Java class files are provided in a downloadable rar file. Extract the class files in a directory. Install the Java run-time library of version 1.6 and make sure that it is on the system path.


java Capri [inputfile] [outputfile]


The Capri tool is used to mine structural line patterns in a type-casted format from single and multi-line semi-structured log data files. By default it generates a text output file "LTVPatterns.txt" where it lists the line patterns, frequent term and value patterns and the association rules which show the contextual relationships between pairs of line patterns. The tool prompts for input and output files, frequent line, term and value support thresholds, and support and confidence thresholds for the rules. Only input file name is mandatory and the others are optional. If output file name is provided, the tool generates a similar copy of the input file with the exception that each line is labeled with a line number and a pattern id to facilitate the next phase of data processing.
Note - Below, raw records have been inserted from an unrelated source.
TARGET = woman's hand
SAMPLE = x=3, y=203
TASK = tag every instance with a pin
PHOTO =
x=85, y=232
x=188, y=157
For large input files, output file name can be omitted to avoid regenerating the whole data. The tool extracts frequent, rare and interesting (containing 3 or more consecutive symbols in a word) line patterns. For mining frequent line, term and value patterns, it requests minimum support threshold for each of these and uses a default value if the user does not enter a value. Typically a rule is generated for every possible pair of line patterns that appear in the data file. To minimize the rule set, user can enter a minimum support and confidence threshold for the rules. A default value is set if the user does not enter a value.